Published on September 23, 2011 3:01AM

Last changed on October 21, 2011 8:39AM

Kay Teisl

Teisl Kay Teisl

Checkoff provides $37,755 to create trio of documentaries


For the Capital Press

HALSEY, Ore. -- A film project promoting the cattle industry is paying dividends, the executive secretary of the Oregon Cattlemen's Association says.

Ten cents of the checkoff fee, paid when an animal is sold in Oregon, financed three 10-minute "Land of Contrasts" films promoting the industry, including the winner of the first "Down to Earth Film Festival" during the Oregon State Fair.
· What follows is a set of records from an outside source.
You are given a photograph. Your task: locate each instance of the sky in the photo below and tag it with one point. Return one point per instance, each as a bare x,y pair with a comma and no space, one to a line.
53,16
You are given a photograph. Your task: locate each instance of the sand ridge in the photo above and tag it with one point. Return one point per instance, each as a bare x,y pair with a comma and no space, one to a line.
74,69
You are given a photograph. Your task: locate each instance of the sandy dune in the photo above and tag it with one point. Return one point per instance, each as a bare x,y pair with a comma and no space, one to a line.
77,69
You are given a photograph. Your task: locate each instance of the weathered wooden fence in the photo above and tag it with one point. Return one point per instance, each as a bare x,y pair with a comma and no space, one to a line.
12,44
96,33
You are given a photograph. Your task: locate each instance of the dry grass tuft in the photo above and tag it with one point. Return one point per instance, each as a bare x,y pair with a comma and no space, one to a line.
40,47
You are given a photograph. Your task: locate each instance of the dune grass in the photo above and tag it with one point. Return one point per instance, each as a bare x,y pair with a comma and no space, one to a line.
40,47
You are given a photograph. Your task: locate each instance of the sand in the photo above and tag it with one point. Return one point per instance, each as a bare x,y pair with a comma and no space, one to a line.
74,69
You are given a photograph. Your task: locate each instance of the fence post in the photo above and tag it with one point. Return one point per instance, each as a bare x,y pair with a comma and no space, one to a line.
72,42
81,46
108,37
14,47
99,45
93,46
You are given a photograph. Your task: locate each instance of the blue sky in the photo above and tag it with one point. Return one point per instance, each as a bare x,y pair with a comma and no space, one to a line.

"We have ... received a lot of positive response to the DVDs," Kay Teisl said during an interview. "Each one has a heartfelt message that resonates with viewers."

"Ranching's Commitment to Wildlife" won the $2,500 first-place award during the first Agri-Business Council of Oregon's film festival. The North by Northwest Productions film "Willamette Egg Farms" was the runner-up. More than 100 people attended the festival, said Geoff Horning, the council's executive director.

Teisl suggested the film project in 2007 when the board was exploring how to describe contributions Oregon's 12,000 ranching families were making to the economy, to the environment and to fish and wildlife enhancement.

A total of $37,755 of state checkoff funds was invested in producing the films by Angus Beef Productions Inc., a for-profit subsidiary of the American Angus Association.

The first was "Ranching's Commitment to Oregon" and the second was "Tales From Oregon's Eastern Frontier."

The DVDs will be made available to students and teachers during October, which is designated as Farm to School month, Teisl said. Each of the three DVDs is available for $5 and appears on the council's website -- www.orcattle.com -- and on YouTube.

"We have hours and hours of footage," Teisl said in describing how the DVDs were completed during the past three years. "Appearing on film was a new role for ranchers, but they were very interested in getting their message out to let people know what they are doing."

Bill Hoyt, a Cottage Grove rancher who is president of the cattleman's association, and his wife, Sharon, make film appearances.

"We are managing wildlife, and we're managing water," he says in the award-winning film. "We're taking care of the natural environment, and that benefits all Oregonians."

Teisl discussed the film with members of the Linn/Benton Livestock and Forages group during its September meeting in Halsey.